4. Lokale Injektion über einen Katheter

  1. Induktion von Myokardinfarkt
    1. Nach 12 Stunden des Fastens, ohne Wasser, sedieren das Schwein in ihrer stabilen durch Injektion von Midazolam 0,4 mg / kg, Ketamin 10 mg / kg und Atropin 0,014 mg / kg intramuskulär.
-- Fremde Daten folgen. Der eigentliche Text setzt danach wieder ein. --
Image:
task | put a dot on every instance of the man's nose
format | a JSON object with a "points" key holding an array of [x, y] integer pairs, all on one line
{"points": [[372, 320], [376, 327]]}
    2. Verwalten Sie Natriumthiopental 5 mg / kg intravenös Narkoseeinleitung und Intubation das Schwein mit einem Endotrachealtubus. Führen Sie Ballon-Belüftung mit einer Rate von 12 / min, wenn erforderlich, während dem Transport des Tieres in den Operationssaal.
    3. Bei der Ankunft im OP mechanischen Überdruckbeatmung sofort mit FiO2 0.50, 10 ml / kg Atemvolumen und einer Frequenz von 12 / min im Dauer Kapnographie. Verwenden vet Salbe auf die Augen bis zur Trockenheit zu verhindern.
    4. Starten ausgewogene Anästhesie durch kontinuierliche intravenous Infusion von Midazolam 0,5 mg / kg / h, Sufentanil 2,5 ug / kg / h und Pancuroniumbromid 0,1 mg / kg / h. Um eine ordnungsgemäße Betäubung kontinuierlich EKG, arteriellen Blutdruck, Temperatur und Kapnographie überwachen.
    5. Intravenös infundiert 4,3 mg / kg Amiodaron und legen Sie die intra Defibrillation Katheter in die rechte Herzkammer mit dem venösen sheeth 18.
    6. Verschließen die linke vordere absteigende Arterie (LAD) distal zu der zweiten Diagonalzweig durch intrakoronare Ballonokklusion für 90 min, gemessen nach den zuvor beschriebenen Protokoll 18.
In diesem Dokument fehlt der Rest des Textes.